August 11, 2016, ©. Leeham Co: I recently wrote about the need for Synthetic Vision and other aids to increase the situational awareness of commercial pilots. I asked the OEMs what their plans were for such aids.

One OEM answered that the system will take time until it gets offered as the additional training for the pilots to use the system is not popular with the airlines. It’s hard to monetize a concrete operational benefit for Synthetic Vision systems.

Figure 1. Embraer’s E190-E2 currently under flight test. Source: Embraer.

I have now got a slightly different answer from Embraer. Here is what they say.

“Airlines have been prioritizing other options of systems that provide an increase in situational awareness, especially in critical phases of flight, such as the RAAS (Runway Awareness and Advisory System) and the Dual HUD (Head Up Display).

“Nevertheless, Embraer understands the benefits of the synthetic vision system, especially in mountainous areas with a great number of obstacles, areas that frequently face bad weather, or regions with a poor airport and navaids infrastructure.
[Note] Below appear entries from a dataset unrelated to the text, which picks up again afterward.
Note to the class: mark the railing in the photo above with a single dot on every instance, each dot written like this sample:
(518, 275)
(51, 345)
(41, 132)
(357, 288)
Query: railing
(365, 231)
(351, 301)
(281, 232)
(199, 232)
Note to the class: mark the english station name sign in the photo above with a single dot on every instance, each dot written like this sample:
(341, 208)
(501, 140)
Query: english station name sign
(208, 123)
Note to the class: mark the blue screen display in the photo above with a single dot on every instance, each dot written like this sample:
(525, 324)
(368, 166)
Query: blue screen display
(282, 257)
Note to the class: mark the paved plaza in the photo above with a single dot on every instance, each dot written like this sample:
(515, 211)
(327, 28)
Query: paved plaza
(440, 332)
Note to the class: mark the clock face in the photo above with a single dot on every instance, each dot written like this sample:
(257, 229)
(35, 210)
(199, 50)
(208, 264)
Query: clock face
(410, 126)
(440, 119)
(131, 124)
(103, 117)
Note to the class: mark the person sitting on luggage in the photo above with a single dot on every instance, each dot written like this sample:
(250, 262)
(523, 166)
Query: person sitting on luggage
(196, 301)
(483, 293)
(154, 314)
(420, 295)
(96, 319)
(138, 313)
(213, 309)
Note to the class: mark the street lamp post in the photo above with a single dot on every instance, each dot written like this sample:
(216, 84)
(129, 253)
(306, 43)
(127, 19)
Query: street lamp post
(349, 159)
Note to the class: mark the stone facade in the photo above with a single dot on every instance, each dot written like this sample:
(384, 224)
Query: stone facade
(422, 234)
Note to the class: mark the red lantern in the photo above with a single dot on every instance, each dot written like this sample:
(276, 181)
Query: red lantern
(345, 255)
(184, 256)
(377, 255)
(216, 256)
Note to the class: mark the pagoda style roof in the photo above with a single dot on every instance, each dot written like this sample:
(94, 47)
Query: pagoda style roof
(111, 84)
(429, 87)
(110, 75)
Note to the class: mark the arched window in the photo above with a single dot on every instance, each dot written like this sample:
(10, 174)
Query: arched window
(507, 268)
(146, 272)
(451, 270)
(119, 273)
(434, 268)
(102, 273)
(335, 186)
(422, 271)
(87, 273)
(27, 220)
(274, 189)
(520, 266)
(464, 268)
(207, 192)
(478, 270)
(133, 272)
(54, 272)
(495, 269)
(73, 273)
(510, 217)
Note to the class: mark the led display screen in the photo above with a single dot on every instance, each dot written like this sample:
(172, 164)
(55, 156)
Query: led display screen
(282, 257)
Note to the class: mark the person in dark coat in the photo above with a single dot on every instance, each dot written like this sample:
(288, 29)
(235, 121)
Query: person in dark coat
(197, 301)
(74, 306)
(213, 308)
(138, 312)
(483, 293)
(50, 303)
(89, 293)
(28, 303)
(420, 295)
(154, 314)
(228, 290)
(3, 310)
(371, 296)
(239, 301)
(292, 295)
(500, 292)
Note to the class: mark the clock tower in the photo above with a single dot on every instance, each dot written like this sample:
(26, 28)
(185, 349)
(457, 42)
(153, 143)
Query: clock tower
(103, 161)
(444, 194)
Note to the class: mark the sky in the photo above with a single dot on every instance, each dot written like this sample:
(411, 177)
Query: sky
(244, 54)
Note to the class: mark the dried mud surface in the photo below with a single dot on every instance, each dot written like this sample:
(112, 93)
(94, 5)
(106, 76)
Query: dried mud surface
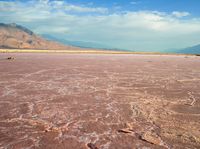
(50, 101)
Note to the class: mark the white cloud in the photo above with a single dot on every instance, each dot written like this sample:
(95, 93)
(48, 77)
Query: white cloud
(140, 30)
(179, 14)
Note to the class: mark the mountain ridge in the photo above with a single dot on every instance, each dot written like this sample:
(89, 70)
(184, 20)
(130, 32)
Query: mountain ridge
(14, 36)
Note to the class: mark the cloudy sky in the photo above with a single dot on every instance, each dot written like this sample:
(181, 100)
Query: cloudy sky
(139, 25)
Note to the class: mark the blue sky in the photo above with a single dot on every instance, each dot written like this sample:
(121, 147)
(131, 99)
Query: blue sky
(139, 25)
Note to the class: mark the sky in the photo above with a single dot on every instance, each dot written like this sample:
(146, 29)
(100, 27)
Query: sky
(137, 25)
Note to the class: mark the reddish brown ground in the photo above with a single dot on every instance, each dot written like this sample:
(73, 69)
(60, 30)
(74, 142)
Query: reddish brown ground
(51, 101)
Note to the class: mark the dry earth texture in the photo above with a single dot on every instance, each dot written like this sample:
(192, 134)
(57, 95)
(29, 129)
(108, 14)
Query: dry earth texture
(83, 101)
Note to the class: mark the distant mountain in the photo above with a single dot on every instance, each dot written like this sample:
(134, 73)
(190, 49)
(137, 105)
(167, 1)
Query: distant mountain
(14, 36)
(82, 44)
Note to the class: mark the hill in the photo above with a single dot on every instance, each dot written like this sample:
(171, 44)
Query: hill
(15, 36)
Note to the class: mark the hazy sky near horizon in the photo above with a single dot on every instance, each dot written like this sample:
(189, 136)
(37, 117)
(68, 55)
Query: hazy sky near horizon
(140, 25)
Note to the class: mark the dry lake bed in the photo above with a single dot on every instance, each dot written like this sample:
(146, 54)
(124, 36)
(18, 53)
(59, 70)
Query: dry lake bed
(91, 101)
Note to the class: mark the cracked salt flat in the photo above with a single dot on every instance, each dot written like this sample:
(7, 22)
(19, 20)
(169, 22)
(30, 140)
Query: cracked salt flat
(70, 101)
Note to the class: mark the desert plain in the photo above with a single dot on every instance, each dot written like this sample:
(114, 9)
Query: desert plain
(99, 101)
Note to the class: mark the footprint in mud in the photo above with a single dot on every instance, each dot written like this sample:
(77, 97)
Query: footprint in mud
(186, 109)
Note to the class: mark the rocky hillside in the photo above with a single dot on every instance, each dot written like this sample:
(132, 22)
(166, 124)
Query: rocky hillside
(14, 36)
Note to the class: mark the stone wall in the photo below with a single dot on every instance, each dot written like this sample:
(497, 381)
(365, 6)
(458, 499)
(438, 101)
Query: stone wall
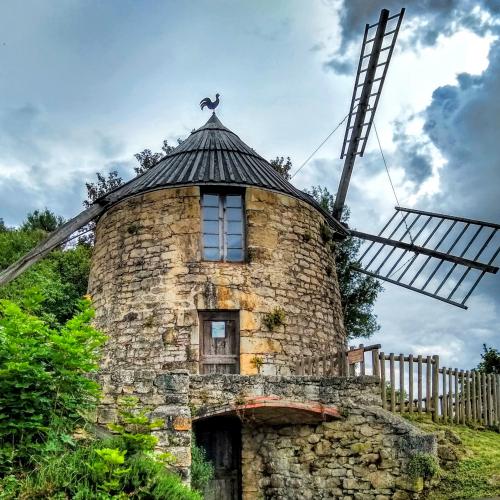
(207, 392)
(148, 282)
(363, 456)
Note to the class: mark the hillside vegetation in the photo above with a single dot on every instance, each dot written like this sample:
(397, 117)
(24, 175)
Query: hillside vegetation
(469, 458)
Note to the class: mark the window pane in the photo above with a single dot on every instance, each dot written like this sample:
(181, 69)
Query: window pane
(211, 253)
(211, 227)
(211, 240)
(234, 254)
(210, 200)
(233, 214)
(234, 228)
(234, 241)
(233, 201)
(210, 213)
(218, 329)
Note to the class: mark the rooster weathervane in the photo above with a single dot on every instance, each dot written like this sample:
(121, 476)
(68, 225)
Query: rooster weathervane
(209, 103)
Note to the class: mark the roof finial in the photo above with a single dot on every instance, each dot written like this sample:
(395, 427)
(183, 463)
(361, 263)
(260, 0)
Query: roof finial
(209, 103)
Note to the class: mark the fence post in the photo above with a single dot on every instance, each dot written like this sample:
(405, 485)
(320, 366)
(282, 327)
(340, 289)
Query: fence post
(375, 363)
(401, 383)
(383, 389)
(362, 368)
(479, 397)
(450, 394)
(428, 385)
(444, 410)
(410, 382)
(393, 382)
(485, 398)
(488, 386)
(473, 396)
(462, 380)
(497, 398)
(435, 389)
(467, 396)
(419, 383)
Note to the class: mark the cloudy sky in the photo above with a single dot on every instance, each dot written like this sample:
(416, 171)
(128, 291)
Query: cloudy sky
(86, 84)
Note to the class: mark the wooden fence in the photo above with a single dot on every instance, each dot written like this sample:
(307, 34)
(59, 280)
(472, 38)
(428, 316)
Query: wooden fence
(416, 384)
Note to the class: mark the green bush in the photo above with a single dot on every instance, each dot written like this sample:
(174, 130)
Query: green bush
(121, 467)
(95, 471)
(45, 389)
(202, 470)
(423, 465)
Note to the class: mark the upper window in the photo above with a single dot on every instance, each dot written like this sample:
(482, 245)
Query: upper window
(223, 227)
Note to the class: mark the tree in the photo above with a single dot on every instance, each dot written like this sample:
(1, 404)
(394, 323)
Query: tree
(46, 221)
(61, 277)
(147, 159)
(44, 382)
(490, 360)
(358, 292)
(282, 166)
(102, 186)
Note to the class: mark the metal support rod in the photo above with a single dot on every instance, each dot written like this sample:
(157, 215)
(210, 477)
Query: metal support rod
(449, 217)
(377, 253)
(435, 248)
(416, 255)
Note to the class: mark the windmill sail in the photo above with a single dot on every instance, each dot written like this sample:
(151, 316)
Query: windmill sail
(376, 52)
(441, 256)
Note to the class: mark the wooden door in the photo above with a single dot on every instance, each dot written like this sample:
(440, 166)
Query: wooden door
(220, 342)
(221, 440)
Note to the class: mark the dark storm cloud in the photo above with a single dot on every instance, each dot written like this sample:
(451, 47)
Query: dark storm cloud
(462, 121)
(430, 18)
(38, 155)
(412, 154)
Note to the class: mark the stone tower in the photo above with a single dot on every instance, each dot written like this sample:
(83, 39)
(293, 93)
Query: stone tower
(211, 275)
(213, 228)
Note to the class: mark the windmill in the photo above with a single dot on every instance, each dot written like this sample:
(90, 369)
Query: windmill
(441, 256)
(438, 255)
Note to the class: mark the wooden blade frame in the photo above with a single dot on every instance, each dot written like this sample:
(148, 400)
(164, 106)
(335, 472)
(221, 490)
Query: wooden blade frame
(444, 265)
(370, 77)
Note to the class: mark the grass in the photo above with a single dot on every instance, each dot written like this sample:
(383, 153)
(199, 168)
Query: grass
(477, 474)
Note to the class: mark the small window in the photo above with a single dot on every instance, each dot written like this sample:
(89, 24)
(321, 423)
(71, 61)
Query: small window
(223, 223)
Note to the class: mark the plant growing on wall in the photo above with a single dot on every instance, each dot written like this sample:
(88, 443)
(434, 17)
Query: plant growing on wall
(423, 465)
(257, 363)
(275, 318)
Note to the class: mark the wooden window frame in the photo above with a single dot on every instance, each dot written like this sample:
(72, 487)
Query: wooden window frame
(223, 193)
(219, 315)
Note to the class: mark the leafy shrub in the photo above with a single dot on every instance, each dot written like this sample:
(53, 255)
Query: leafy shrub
(44, 385)
(121, 467)
(202, 470)
(95, 471)
(423, 465)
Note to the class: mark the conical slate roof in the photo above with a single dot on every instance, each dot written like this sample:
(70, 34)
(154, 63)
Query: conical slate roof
(213, 155)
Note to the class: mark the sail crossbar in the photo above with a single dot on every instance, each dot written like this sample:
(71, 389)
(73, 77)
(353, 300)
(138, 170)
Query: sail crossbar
(438, 255)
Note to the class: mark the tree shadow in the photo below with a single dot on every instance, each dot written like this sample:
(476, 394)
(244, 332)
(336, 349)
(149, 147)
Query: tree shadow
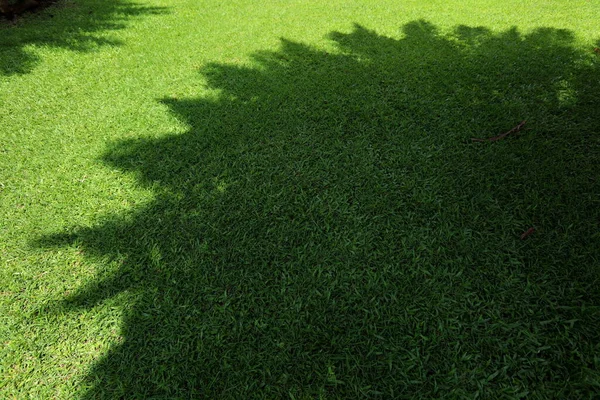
(68, 25)
(327, 228)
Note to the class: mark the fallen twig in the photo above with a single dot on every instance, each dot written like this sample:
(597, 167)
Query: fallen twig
(505, 134)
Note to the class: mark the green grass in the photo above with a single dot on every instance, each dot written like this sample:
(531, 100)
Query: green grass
(234, 199)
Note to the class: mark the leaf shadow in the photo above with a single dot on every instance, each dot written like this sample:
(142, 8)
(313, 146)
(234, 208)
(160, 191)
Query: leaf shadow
(67, 25)
(326, 228)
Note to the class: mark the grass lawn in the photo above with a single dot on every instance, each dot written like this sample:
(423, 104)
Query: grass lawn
(281, 199)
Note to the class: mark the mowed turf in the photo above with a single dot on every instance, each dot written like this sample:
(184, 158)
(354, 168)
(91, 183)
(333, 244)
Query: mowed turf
(282, 199)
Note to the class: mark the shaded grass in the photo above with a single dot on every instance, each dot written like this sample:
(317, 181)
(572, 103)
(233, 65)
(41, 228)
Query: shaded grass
(318, 224)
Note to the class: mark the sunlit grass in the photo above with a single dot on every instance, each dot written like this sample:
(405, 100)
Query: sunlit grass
(282, 199)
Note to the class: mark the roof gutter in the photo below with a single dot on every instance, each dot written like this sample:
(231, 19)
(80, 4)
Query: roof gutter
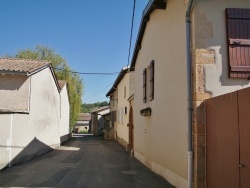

“As a matter of fact, Embraer is investing in the certification of the SmartView® synthetic vision system (SVS) for both E-Jets and E-Jets E2 platforms. The Honeywell SmartView® synthetic vision system (SVS) is a natural and intuitive depiction of flight symbology and 3D terrain on the primary flight display (PFD). It complements lateral and vertical situational views by synthesizing key flight information.”

So things are moving forward.

Runway protections

Today we will look into some other optional systems that Embraer and other OEMs are working on.  RAAS (Runway Awareness and Advisory System) that Embraer is writing about is a system that helps pilots to not make mistakes in their airport navigation.

It’s not obvious but perhaps the most difficult part of a mission can actually be the navigation on the airport before or after the flight, especially for large and complex airports. Look at Figure 2, a map of the Boston Logan Airport.

Figure 2. Boston Logan airport with runways, taxi-ways and aprons. Source: FAA.

Imagine that you are parked at Terminal B, Gate B14. Ground Control gives you a clearance to Taxi “Take taxiway Charlie (C) to Mike (M), then to November (N) and hold at November 3 (N3)”. In bad visibility you have to find the correct taxiways, hold and await clearance to pass Runway 22R/4L to get to Mike, turn left and once again hold and get clearance to pass 15R/33L and 15L/33R.

With hundreds of aircraft taxing each day and night, there is every possibility that someone gets something on the back foot. Then imagine the consequences if an aircraft is crossing a runway by mistake when another is landing.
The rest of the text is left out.